Greenpeace ‘occupies’ Indonesia palm oil refinery

This handout picture taken on 25 September 2018 and released by Greenpeace Southeasia shows Greenpeace activists unfurling a banner reading `Drop Dirty Palm Oil Now` at the Wilmar International refinery in Bitung, North Sulawesi. Photo: AFP
This handout picture taken on 25 September 2018 and released by Greenpeace Southeasia shows Greenpeace activists unfurling a banner reading `Drop Dirty Palm Oil Now` at the Wilmar International refinery in Bitung, North Sulawesi. Photo: AFP

Greenpeace activists have scaled an Indonesian palm oil refinery with a popular rock band who played some of their pro-environment songs from the top of the structure, it said Tuesday, protesting a commodity found in everything from soap to biscuits.

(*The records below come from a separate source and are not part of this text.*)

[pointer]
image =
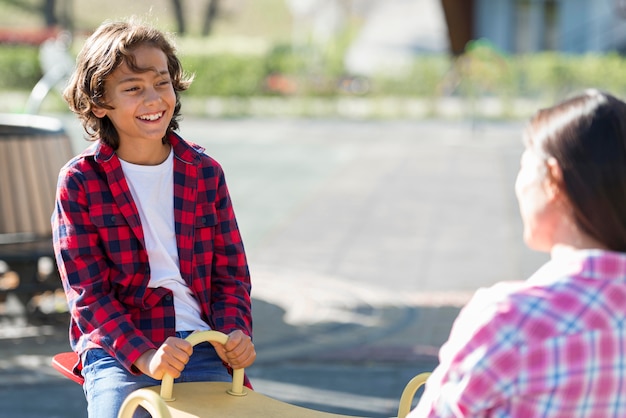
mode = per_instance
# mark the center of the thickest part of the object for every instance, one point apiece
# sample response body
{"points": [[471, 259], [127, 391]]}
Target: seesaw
{"points": [[218, 399]]}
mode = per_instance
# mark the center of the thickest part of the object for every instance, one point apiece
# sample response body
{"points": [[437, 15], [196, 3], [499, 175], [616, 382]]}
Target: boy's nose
{"points": [[152, 95]]}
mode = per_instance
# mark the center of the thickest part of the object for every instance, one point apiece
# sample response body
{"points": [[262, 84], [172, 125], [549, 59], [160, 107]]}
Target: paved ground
{"points": [[364, 239]]}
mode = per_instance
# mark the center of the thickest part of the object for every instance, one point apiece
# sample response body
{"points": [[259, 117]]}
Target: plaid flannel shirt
{"points": [[100, 251], [553, 346]]}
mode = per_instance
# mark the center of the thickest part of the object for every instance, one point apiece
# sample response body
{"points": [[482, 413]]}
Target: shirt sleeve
{"points": [[230, 294], [86, 276], [478, 364]]}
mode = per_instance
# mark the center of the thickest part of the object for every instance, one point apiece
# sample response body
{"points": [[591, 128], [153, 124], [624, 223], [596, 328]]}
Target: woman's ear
{"points": [[554, 178], [98, 111]]}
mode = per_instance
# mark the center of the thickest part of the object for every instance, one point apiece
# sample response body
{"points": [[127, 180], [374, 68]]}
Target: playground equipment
{"points": [[218, 399]]}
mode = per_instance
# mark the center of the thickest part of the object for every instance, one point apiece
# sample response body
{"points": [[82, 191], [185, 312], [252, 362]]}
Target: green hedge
{"points": [[481, 72], [19, 67]]}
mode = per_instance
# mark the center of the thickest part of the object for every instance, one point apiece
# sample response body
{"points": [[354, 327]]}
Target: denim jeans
{"points": [[108, 383]]}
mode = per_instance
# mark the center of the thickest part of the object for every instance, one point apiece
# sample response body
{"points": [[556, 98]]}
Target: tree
{"points": [[210, 15]]}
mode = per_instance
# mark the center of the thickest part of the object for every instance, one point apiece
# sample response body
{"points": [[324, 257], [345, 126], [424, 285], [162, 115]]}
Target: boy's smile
{"points": [[143, 105]]}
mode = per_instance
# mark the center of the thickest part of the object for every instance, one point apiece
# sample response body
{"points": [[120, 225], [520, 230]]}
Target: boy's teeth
{"points": [[150, 117]]}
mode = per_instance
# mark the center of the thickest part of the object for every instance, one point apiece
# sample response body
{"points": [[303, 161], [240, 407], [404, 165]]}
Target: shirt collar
{"points": [[187, 152]]}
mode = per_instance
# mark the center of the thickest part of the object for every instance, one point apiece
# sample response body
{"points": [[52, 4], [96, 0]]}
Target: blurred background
{"points": [[354, 58], [370, 147]]}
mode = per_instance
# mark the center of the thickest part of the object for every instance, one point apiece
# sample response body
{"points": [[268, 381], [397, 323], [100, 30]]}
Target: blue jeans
{"points": [[108, 383]]}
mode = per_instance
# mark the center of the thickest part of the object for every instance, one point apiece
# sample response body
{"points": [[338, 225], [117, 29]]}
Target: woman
{"points": [[554, 345]]}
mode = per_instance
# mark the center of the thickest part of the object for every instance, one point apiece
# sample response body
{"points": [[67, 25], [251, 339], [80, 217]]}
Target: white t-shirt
{"points": [[152, 188]]}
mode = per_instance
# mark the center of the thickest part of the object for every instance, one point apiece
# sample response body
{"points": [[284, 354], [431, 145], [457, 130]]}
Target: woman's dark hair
{"points": [[586, 134], [104, 51]]}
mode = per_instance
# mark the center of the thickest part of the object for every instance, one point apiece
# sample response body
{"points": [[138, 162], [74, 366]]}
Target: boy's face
{"points": [[143, 103]]}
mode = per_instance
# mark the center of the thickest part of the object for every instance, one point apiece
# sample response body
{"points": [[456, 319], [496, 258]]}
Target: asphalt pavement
{"points": [[364, 240]]}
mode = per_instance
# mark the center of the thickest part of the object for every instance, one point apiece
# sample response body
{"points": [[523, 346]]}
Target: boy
{"points": [[145, 236]]}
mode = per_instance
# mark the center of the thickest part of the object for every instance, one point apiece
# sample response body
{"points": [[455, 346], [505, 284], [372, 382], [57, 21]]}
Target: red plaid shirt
{"points": [[103, 263]]}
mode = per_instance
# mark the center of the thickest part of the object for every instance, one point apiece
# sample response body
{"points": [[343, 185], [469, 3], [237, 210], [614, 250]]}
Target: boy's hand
{"points": [[170, 358], [238, 352]]}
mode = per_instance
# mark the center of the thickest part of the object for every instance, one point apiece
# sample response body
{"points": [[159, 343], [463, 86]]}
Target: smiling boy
{"points": [[145, 235]]}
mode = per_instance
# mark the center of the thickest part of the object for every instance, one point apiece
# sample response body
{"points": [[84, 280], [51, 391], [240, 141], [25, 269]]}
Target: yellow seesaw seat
{"points": [[220, 399]]}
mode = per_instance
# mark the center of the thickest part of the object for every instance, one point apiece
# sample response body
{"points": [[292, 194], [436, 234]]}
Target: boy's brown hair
{"points": [[104, 51]]}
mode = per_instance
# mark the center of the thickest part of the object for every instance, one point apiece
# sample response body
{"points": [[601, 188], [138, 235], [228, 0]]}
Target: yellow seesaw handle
{"points": [[167, 384]]}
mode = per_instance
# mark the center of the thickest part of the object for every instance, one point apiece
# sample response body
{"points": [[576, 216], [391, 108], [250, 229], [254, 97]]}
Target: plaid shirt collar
{"points": [[185, 151]]}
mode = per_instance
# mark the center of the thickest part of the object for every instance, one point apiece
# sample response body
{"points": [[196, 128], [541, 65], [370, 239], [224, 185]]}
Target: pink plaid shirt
{"points": [[552, 346]]}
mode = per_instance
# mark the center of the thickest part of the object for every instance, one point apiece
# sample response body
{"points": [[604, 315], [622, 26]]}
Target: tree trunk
{"points": [[180, 16], [209, 17], [49, 13]]}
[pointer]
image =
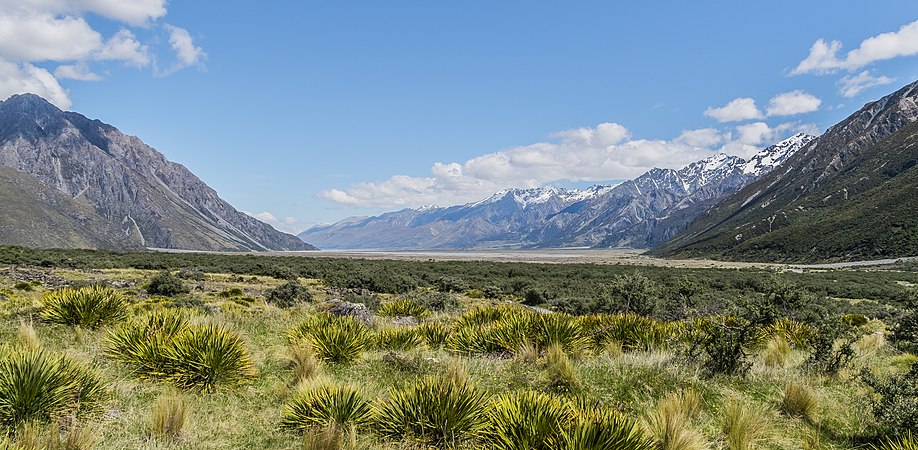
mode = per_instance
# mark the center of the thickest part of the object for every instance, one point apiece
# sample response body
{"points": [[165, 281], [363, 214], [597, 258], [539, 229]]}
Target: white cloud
{"points": [[55, 32], [605, 152], [187, 53], [824, 56], [738, 109], [18, 78], [123, 46], [791, 103], [76, 72], [851, 85], [287, 224]]}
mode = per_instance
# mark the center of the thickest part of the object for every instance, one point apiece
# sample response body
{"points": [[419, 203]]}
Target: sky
{"points": [[304, 113]]}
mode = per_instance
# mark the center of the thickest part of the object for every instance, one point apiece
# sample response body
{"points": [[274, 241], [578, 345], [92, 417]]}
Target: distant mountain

The green group said 30 activists—including several foreigners—and Indonesian metal group Boomerang were “occupying” the site in Sulawesi island to draw attention to widespread environmental destruction caused by planting the widely used edible oil.

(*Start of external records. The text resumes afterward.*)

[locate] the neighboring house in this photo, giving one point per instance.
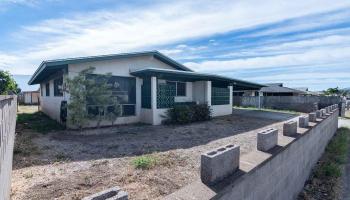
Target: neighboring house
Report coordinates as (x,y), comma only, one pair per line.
(272,89)
(148,83)
(29,97)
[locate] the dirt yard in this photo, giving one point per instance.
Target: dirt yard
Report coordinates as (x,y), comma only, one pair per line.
(61,164)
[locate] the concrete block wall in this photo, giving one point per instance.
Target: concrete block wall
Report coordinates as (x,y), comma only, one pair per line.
(8,113)
(279,173)
(297,103)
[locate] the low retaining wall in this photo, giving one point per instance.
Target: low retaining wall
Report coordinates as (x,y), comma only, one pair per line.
(8,111)
(278,173)
(296,103)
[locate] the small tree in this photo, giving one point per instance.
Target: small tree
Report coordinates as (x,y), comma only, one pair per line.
(86,89)
(7,84)
(77,89)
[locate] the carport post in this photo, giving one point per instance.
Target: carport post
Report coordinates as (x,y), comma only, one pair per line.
(154,98)
(260,94)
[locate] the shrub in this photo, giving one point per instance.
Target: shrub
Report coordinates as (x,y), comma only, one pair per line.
(202,112)
(182,114)
(329,170)
(144,162)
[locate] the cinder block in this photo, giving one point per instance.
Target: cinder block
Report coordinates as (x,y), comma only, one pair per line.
(304,121)
(312,117)
(219,164)
(267,139)
(318,114)
(114,193)
(290,128)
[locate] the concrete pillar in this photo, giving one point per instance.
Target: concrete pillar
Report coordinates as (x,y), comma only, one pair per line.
(318,114)
(267,139)
(231,95)
(208,92)
(312,117)
(219,163)
(303,121)
(290,128)
(154,99)
(342,111)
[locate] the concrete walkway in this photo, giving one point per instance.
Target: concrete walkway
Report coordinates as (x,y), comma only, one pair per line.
(346,178)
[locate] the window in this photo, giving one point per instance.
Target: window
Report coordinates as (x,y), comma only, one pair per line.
(124,89)
(47,87)
(57,87)
(180,87)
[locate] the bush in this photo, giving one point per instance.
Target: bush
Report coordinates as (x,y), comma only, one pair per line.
(144,162)
(182,114)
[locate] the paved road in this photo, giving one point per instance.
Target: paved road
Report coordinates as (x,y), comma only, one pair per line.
(346,179)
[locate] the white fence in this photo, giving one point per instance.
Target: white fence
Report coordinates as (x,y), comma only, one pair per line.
(8,112)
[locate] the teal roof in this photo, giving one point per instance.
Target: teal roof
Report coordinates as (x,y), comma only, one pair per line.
(195,76)
(49,67)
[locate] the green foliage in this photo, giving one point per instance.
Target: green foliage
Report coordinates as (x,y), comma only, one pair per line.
(329,170)
(97,92)
(7,84)
(182,114)
(144,162)
(335,155)
(77,87)
(38,122)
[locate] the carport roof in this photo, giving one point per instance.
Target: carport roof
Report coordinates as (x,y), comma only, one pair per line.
(194,76)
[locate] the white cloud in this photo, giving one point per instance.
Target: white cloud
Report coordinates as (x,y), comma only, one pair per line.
(312,57)
(112,31)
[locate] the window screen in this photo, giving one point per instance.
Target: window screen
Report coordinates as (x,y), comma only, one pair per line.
(47,88)
(181,89)
(124,89)
(57,87)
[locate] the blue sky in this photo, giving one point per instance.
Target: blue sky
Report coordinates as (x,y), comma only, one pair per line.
(300,43)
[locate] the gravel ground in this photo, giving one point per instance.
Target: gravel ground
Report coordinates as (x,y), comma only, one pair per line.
(71,164)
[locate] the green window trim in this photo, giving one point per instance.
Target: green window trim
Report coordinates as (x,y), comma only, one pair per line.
(58,87)
(47,89)
(180,88)
(220,96)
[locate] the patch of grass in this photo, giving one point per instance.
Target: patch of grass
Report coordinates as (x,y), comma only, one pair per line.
(62,157)
(326,175)
(329,170)
(335,155)
(24,145)
(145,162)
(38,122)
(28,175)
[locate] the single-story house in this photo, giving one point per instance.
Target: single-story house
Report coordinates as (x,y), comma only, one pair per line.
(29,97)
(148,83)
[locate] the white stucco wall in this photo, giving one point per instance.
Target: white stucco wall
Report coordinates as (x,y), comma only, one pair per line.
(122,67)
(50,105)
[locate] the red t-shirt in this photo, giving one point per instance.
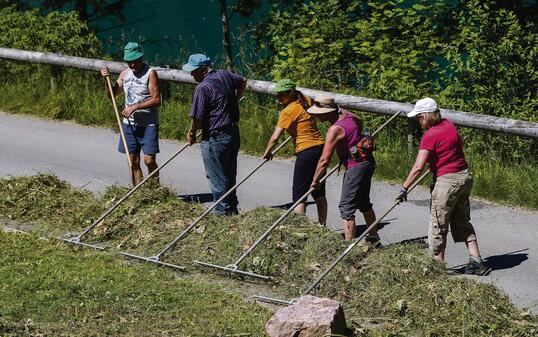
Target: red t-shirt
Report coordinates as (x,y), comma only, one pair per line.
(446,148)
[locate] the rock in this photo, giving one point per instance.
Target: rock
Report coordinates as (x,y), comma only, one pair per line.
(310,316)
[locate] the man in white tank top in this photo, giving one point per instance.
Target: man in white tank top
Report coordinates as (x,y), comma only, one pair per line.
(141,113)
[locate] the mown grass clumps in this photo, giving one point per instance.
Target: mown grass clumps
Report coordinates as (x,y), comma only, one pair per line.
(398,290)
(51,289)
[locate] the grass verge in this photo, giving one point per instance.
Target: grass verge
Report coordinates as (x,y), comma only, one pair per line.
(395,291)
(51,289)
(80,97)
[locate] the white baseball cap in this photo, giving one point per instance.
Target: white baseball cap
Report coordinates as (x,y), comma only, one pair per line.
(422,106)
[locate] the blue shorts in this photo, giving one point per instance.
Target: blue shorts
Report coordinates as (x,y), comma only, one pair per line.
(356,190)
(140,137)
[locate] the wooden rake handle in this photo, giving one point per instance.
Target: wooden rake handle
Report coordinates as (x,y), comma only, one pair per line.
(118,120)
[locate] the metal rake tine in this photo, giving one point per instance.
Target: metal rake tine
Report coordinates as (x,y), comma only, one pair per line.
(154,260)
(181,235)
(128,194)
(233,270)
(303,197)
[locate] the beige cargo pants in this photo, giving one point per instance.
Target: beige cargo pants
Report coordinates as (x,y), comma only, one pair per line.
(450,209)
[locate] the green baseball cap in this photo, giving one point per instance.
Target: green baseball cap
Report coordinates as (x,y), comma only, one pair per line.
(284,85)
(132,52)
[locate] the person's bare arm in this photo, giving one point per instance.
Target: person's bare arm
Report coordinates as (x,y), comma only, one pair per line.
(272,141)
(153,101)
(334,135)
(241,90)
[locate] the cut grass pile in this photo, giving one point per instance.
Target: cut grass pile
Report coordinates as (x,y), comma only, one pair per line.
(398,290)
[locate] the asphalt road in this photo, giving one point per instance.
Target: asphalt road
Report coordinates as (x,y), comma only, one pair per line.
(87,157)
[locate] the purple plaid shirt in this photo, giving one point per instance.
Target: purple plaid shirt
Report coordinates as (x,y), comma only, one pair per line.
(214,101)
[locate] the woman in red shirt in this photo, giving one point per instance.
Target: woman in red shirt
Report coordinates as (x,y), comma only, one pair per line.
(442,147)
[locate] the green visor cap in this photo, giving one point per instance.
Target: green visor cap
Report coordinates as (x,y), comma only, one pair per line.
(132,52)
(284,85)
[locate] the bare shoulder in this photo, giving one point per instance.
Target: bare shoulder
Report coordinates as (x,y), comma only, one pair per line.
(123,74)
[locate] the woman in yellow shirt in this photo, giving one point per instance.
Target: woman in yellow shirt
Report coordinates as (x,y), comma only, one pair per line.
(308,144)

They painted “Dirty” in large letters and dropped a banner that read “Drop Dirty Palm Oil Now” on storage tanks owned by Singapore-listed Wilmar International, the world’s biggest palm oil trader which supplies major brands including Colgate, Nestlé and Unilever, it said.

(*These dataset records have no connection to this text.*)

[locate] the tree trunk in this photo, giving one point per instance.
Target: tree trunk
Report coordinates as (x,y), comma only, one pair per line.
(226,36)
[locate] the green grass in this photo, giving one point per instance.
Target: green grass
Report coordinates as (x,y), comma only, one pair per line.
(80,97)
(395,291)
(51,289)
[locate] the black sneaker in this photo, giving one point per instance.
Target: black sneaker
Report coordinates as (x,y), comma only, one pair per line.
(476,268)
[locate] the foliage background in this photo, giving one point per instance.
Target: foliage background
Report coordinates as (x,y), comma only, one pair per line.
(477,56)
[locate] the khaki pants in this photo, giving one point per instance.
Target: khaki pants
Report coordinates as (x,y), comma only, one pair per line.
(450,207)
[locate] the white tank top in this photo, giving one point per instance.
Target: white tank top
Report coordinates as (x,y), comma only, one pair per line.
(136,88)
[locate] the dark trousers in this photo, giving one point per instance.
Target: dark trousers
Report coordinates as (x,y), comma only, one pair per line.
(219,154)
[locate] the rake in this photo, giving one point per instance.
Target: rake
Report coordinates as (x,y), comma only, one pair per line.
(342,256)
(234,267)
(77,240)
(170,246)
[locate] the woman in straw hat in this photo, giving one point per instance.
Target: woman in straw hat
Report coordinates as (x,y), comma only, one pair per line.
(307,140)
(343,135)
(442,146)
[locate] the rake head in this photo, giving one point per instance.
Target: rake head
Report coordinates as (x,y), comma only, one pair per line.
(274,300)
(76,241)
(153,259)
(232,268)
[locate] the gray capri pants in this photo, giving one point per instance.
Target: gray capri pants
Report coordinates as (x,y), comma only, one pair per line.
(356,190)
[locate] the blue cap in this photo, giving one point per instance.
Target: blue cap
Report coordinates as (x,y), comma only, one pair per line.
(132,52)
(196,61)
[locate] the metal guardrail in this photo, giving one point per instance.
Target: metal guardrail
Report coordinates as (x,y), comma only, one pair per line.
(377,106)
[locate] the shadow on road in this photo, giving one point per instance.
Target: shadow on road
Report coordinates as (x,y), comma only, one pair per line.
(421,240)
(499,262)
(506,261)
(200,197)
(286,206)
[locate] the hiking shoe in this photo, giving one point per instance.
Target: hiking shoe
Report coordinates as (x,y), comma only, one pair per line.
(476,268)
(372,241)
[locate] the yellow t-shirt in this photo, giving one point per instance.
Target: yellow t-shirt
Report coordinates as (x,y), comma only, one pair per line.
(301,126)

This handout picture taken on 25 September 2018 and released by Greenpeace Southeasia shows Greenpeace activists painting `DIRTY` onto a silo at Wilmar International refinery in Bitung, North Sulawesi. Photo: AFP
This handout picture taken on 25 September 2018 and released by Greenpeace Southeasia shows Greenpeace activists painting `DIRTY` onto a silo at Wilmar International refinery in Bitung, North Sulawesi. Photo: AFP

Meanwhile, Boomerang—which got its start in the mid-nineties and whose new music focuses on conservation—performed at the top of the refinery tanks.
Greenpeace has accused Singapore-listed Wilmar of still being linked to deforestation in Indonesia—the world’s biggest palm oil exporter—despite committing five years ago to stop logging the Southeast Asian archipelago’s vast tracts of jungle.
“This refinery is loaded with Wilmar’s dirty palm oil and if we weren’t here it would be on its way to factories and supermarkets all over the world,” Greenpeace said.
Wilmar did not immediately comment on the protest.
Last week, Indonesia’s president signed a three-year moratorium on all new palm oil plantation development in the country.